Theresa Ho - Analyst
Okay. And actually, just another question regarding Brazil. You mentioned that you're expecting maybe one more rate increase in August. Could you give us an indication of your level of optimism?
UNIDENTIFIED CORPORATE PARTICIPANT
This SI-Elba (ph) -- and again, we have no reason to believe that -- it's essentially a scheduled increase, and we have received four out of the five already; and it's just a matter of timing. It is scheduled for August. We have received increases from a low of 23 percent at one of the smaller utilities in February to a high of essentially 36 percent in June. And so we expect, candidly, that this will be within if not slightly above that range.
Operator
Mike Weinstein with Zimmer (ph) Lucas.
Mike Weinstein - Analyst
I have another question about the interest rate for Brazil. As I understood it, there was a coupon reduction from 7.5 percent down to 2.5 percent. And I'm just wondering why interest went up despite that?

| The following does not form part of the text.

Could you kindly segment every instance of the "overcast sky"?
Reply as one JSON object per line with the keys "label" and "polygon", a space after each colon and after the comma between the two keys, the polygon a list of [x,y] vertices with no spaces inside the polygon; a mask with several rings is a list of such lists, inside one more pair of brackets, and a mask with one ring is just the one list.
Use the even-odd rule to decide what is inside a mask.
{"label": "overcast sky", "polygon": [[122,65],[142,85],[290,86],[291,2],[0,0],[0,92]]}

THOMAS WALKER - EVP and CFO
This is Tom. I think what you're talking about, actually, is the interest on our investment in Brazil as opposed to what I might have inferred interest in Brazil on our business down there. So, let me focus on the interest that is charged to the company for its original investment in Brazil. We did do a so-called phone transaction, where the stated rate of interest for the first three years was in the 7 percent plus range. And, for the last seven years 27 years is at the 2.5 percent range. And, what we do from an accounting standpoint is smooth that over time. So, that interest rate would be in that range over, you know, the thirty-year period of time; but it would be smooth. Of course from a cash flow standpoint, you get significantly greater cash flows because you are paying a lower interest rate after the three years. And you can see all of that, of course, outlined in our 10-K, on pages 54 and 55.
Mike Weinstein - Analyst
Okay. Thanks a lot.
Operator
(CALLER INSTRUCTIONS). At this time, there are no further questions.
UNIDENTIFIED CORPORATE PARTICIPANT
With no more questions, this concludes our call today. I'd like to take this time to thank you for your participation this morning and your continued support of Alliant Energy. A replay of the call will be available through August first, 2003 at 800-642-1687, domestically, and 706-645-9291, internationally. Callers should reference conference I.D.# 1313731. In addition, an archive of the conference call and a script of the prepared remarks on the call today will be available on the Investor section of the company's Website, at www.AlliantEnergy.com in the Investor section later today.
Operator
This concludes today's Alliant Energy second quarter 2003 earnings conference call. You may now disconnect.